Assembly of the tree will incorporate previously published results and
efforts to develop, test and improve methods of data synthesis. This initial
tree of life, called the Open Tree of Life, will not be static. Scientists will
develop tools for researchers to update and revise the tree as new data come
in.
Arbor:
Comparative Analysis Workflows for the Tree of Life
Principal Investigator: Luke Harmon,
University of Idaho
Scientists deal with daunting volumes of
data. One of the most basic challenges
facing researchers is how to organize that information into a usable format
that can inspire new scientific insights. This project team is working to
develop a way to visually portray evolutionary data so scientists can see, at a
glance, how organisms are related. The team will create software tools that
will enable researchers to visualize and analyze data across the tree of life,
enabling research in all areas of comparative biology at multiple evolutionary,
space and time scales. The results have the potential to transform the way
biologists test evolutionary and ecological hypotheses, enabling new research
in fields from medicine to public health, from agriculture to ecology to
genetics.
Next
Generation Phenomics for the Tree of Life
Principal Investigator: Maureen O'Leary,
SUNY-Stony Brook
This team of biologists, computer
scientists and paleontologists will extend and adapt methods from computer
vision, machine learning and natural language processing to enable rapid and
automated study of species' phenotypes on a vast scale across the tree of life.

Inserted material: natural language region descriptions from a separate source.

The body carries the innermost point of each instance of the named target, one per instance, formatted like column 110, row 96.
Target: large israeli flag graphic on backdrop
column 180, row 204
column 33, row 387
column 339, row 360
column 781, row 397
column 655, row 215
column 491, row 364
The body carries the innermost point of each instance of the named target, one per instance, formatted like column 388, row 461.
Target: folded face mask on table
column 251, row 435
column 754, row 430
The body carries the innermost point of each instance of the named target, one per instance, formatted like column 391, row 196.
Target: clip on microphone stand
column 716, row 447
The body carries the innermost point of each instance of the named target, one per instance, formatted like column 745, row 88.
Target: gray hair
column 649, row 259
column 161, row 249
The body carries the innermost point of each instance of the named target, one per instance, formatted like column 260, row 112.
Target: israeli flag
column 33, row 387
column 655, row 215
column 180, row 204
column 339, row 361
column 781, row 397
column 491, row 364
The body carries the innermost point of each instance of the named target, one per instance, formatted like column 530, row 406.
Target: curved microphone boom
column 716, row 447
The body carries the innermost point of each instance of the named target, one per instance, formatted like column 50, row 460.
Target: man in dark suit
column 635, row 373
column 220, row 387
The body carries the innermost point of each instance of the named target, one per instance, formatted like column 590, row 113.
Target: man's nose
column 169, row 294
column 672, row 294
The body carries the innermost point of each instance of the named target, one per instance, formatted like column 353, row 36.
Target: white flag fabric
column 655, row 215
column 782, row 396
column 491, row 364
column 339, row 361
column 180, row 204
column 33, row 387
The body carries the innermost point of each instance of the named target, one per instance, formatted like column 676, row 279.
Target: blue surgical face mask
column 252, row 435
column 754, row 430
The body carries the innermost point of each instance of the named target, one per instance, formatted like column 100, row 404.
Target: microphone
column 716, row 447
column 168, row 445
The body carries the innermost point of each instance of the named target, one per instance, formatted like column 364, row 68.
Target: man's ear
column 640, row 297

The team's goal is to develop large phenomic datasets using new methods, and to
provide the scientific community and the public with tools for future such
work. Phenomics is an area of biology that measures the physical and
biochemical traits of organisms as they change in response to genetic mutations
and environmental influences.
Enormous phenomic datasets, many with
images, will foster public interest in biodiversity and the fossil record.
Phenotypic data allow scientists to reconstruct the evolutionary history of
fossil species, in turn crucial for an understanding of the history of life.
This project will leverage recent advances in image analysis and natural
language processing to develop novel approaches to rapidly advance the
collection and analysis of phenotypic data for the tree of life.